George W. Bush was on record from 1999 criticizing the decision of military brass at Fort Hood, TX, to accommodate the requests of Wiccans for a worship circle on the base grounds. “I don’t think witchcraft is a religion,” then-Governor Bush told Good Morning America. He wasn’t the only one who complained. Reacting to Wicca worship ceremonies at the base, Rep. Robert L. Barr (R-GA) wrote to Fort Hood’s commanding officer: “Please stop this nonsense now.” He threatened legislation and hearings. The military’s response was basically: cool your jets.

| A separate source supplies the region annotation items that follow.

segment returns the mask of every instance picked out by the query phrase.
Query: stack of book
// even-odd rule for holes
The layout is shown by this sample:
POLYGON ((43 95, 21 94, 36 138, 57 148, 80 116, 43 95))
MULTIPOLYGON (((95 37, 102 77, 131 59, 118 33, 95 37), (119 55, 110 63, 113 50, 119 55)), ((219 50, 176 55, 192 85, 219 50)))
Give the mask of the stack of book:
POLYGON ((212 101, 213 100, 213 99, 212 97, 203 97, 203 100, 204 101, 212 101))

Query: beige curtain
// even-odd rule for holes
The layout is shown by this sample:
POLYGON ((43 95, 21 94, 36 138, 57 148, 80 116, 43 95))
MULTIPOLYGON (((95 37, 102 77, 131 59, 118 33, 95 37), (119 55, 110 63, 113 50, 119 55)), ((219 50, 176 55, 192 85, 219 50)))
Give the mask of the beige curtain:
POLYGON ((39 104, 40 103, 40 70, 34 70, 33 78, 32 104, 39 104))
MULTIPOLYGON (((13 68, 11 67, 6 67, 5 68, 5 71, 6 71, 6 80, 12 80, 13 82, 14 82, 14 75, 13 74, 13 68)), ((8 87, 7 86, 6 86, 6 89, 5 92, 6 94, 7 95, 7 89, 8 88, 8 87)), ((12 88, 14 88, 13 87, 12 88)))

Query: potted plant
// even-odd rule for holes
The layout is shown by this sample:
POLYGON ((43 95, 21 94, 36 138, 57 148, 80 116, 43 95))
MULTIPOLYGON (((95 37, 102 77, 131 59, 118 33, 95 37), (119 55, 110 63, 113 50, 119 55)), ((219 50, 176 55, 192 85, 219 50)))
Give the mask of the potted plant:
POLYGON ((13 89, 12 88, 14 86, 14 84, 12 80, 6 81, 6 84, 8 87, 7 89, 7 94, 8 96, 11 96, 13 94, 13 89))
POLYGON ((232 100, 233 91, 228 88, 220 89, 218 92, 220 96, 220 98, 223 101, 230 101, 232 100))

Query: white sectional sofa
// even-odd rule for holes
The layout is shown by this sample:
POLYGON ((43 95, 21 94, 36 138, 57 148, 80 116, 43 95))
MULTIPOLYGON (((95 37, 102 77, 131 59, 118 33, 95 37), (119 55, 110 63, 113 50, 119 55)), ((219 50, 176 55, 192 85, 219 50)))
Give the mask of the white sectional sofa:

Since 1978, the Army’s Handbook for Chaplains has listed guidelines and descriptions for Wiccan practice, all written in remarkably fair and lucid language. “It is very important to be aware that Wiccans do not in any way worship or believe in ‘Satan,’ ‘the Devil,’ or similar entities,” reads the most recent 2001 revision of the Handbook. “…Wiccans do not revile the Bible. They simply regard it as one among many of the world’s mythic systems, less applicable than some to their core values, but still deserving of just as much respect as any of the others.”

The Handbook specifies October 31st—which it calls by the traditional names of “Samhain, Sowyn, or Hallows”—as a major festival or “Sabbat” for Wiccans. The original Celtic holiday became bound up with the Christian “All Saints’ Day” or “All Hallow’s Eve” during the Middle Ages. But twenty-first century Wiccans see it as a deeply rooted celebration of nature and ancestors. As the Army handbook ably explains it, the festival is “a means of attunement to the seasonal rhythms of Nature.”

The military’s sensitivity to Wicca is partly a matter of demographics. In 2005, the Pentagon counted religious preferences in the Air Force and discovered more than 1,800 active-service, self-identified Wiccans within that branch. Unless the Air Force has some special attraction for Wiccans, it would stand to reason that the numbers climb well into the thousands throughout the armed services as a whole.

Surveys have tracked similar patterns in America overall. As in the military, the increase in numbers may be attributable to demographers realizing that such believers indentify themselves under a multitude of names. In 1990, a survey conducted by the City University of New York counted only a few thousand self-identified Wiccans. By 2001, the same survey – having sharpened and expanded its categories – counted 134,000 Wiccans, 33,000 Druids, and 140,000 Pagans. These numbers square with a more recent survey from Trinity College which finds that the number of Americans who identify with “New Religious Movements” (which includes Wicca, Spiritualism, New Age, and other categories) grew from 1.29 million in 1990 to more than 2.8 million in 2008.

These developments and distinctions are not lost on the military. The U.S. Military Personnel System recognizes seven nature-based faiths: Pagan, Wiccan, Druid, Shaman, Dianic Wicca, Gardnerian Wicca, and Seax Wicca.

For their part, Wiccans acknowledge the military’s strides. “We see more discrimination in the civilian world,” a Fort Hood Wiccan Priestess, Marcy Palmer, told The Washington Post. “The military is actually much more sensitive.”

But not everything is daggers and roses for Neopagan service members. Wiccan chaplains and believers report instances of discrimination, sneers from disapproving peers, and a recent uptick of sectarian Christian prayers at ostensibly public military events and ceremonies. In the wake of the VA’s decision to permit pentagrams on headstones, the conservative Family Research Council began a campaign to argue that Wicca undermines military readiness by striking at unit morale and cohesion. So far, however, their arguments appear to have found little influence among top brass.

So, is anything at stake in all this beyond the pursuit of what some consider marginal beliefs and the morphing of a minor civic holiday into a recognized religious one? The answer is yes. America’s greatest purpose may be the protection of the individual’s search for meaning. If that search, in all its forms, is gaining increased recognition and understanding within the mainstream parameters of the armed services, it suggests that America continues to fulfill its founding purpose.